So habe sie die Mittelmeerstaaten einst im Streit um das Dublin-System allein gelassen und sich kaum solidarischer verhalten als heute Ungarn oder Polen. Der CSU warf Wagenknecht vor, vor der Landtagswahl in Bayern „Symbolpolitik“ zu betreiben.

Grüne: CSU betreibt Politik der Angstmache

Auch Grünen-Fraktionschefin Katrin Göring-Eckardt (Bündnis 90/die Grünen) kritisierte die CSU für ihre Haltung im Asylstreit scharf. „Was Sie machen, ist eine Politik der Angstmache.“ Daraus entstehe nur mehr Angst, aber „nie mehr Sicherheit“.  

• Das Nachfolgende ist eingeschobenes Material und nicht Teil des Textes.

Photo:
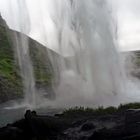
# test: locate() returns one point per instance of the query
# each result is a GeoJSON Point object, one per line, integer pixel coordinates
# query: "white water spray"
{"type": "Point", "coordinates": [82, 32]}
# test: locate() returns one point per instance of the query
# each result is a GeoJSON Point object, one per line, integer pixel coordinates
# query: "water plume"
{"type": "Point", "coordinates": [89, 71]}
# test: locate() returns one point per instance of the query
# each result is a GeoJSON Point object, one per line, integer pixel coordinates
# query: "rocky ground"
{"type": "Point", "coordinates": [124, 125]}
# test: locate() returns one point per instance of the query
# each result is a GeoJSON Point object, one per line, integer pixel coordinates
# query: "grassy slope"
{"type": "Point", "coordinates": [10, 80]}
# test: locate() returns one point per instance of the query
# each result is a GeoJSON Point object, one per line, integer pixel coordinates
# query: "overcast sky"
{"type": "Point", "coordinates": [127, 14]}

Die CSU verfolge ein „Deutschland der Abschottung, des Egoismus, ohne Kooperation und ohne Zusammenhalt“, konstatierte sie und appellierte: „Steigen Sie aus aus dieser Spirale der Unvernunft.“ Das Innenministerium sei nicht die Neben-Wahlkampfzentrale der CSU. 

Entschließungsanträge der FDP abgelehnt

Mit breiter Mehrheit abgelehnt wurde ein Entschließungsantrag der FDP (19/2995) der die Bundesregierung auffordert, bei den bevorstehenden Verhandlungen zur Reform des Gemeinsamen Europäischen Asylsystems sich für eine europäische Lösung einzusetzen. Es sollte ein neuer Krisenmechanismus etabliert werden, der Solidarität und Eigenverantwortung der Mitgliedstaaten ausgewogen verbindet. Staaten, die Schutzsuchenden besonders Zuflucht gewähren, sollten von der EU unterstützt werden.

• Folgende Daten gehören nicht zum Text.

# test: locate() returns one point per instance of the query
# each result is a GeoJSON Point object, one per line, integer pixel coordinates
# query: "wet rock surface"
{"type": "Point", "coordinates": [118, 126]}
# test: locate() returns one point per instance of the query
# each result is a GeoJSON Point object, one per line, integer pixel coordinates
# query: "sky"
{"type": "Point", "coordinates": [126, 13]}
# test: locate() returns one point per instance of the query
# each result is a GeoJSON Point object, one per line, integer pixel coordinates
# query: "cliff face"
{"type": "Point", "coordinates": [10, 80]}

Ebenfalls mit der Mehrheit der übrigen Fraktionen negativ beschieden wurde ein zweiter Entschließungsantrag (19/2996), der forderte, den Mehrjährigen Finanzrahmen der EU von 2021 bis 2027 danach auszurichten, einen europäischen Mehrwert für Mitgliedstaaten und Bürger zu schaffen. Der Finanzrahmen solle möglichst noch vor der Europawahl im Mai 2019 beschlossen werden. Vor einer Zusage Deutschlands zu höheren Beiträgen in den EU-Haushalt solle eine Ausgaben- und Aufgabenkritik stehen. Höheren Beiträgen solle die Regierung nur als Ultima Ration zustimmen, schreibt die FDP.

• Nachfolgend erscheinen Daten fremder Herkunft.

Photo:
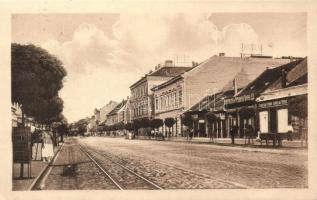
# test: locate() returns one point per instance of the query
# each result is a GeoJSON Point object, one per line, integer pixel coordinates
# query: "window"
{"type": "Point", "coordinates": [180, 97]}
{"type": "Point", "coordinates": [156, 103]}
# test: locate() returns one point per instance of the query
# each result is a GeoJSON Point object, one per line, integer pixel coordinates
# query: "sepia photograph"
{"type": "Point", "coordinates": [169, 101]}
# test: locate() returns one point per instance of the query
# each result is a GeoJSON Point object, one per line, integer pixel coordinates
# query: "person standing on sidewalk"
{"type": "Point", "coordinates": [47, 147]}
{"type": "Point", "coordinates": [233, 131]}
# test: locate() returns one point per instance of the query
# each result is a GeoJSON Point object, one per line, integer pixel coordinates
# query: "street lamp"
{"type": "Point", "coordinates": [214, 93]}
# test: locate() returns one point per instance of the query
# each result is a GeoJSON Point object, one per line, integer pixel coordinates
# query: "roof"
{"type": "Point", "coordinates": [169, 71]}
{"type": "Point", "coordinates": [117, 108]}
{"type": "Point", "coordinates": [269, 77]}
{"type": "Point", "coordinates": [166, 83]}
{"type": "Point", "coordinates": [164, 72]}
{"type": "Point", "coordinates": [283, 93]}
{"type": "Point", "coordinates": [227, 91]}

Entschließungsanträge der Linken abgelehnt

Keine Zustimmung unter den übrigen Fraktionen fand ein Entschließungsantrag der Fraktion Die Linke (19/2993), der die Bundesregierung aufgefordert hat, beim Nato-Gipfel und danach das Ziel, zwei Prozent des Bruttoinlandsprodukts für das Militär auszugeben, abzulehnen. Nato-Einsätze außerhalb des Nato-Gebiets seien generell abzulehnen. Die Allianz müsse sich aus Afghanistan und dem Irak zurückziehen.

Mit breiter Mehrheit abgelehnt wurde auch ein zweiter Entschließungsantrag (19/2994) der Linksfraktion mit der Forderung, wirtschaftspolitische Maßnahmen zum Abbau der deutschen Leistungsbilanzüberschüsse vorzulegen. Über ein öffentliches Investitionsprogramm solle die Regierung zur Schließung der Investitionslücke und zur Stärkung der Binnennachfrage beitragen und die Annäherung der Volkswirtschaften in der Eurozone befördern.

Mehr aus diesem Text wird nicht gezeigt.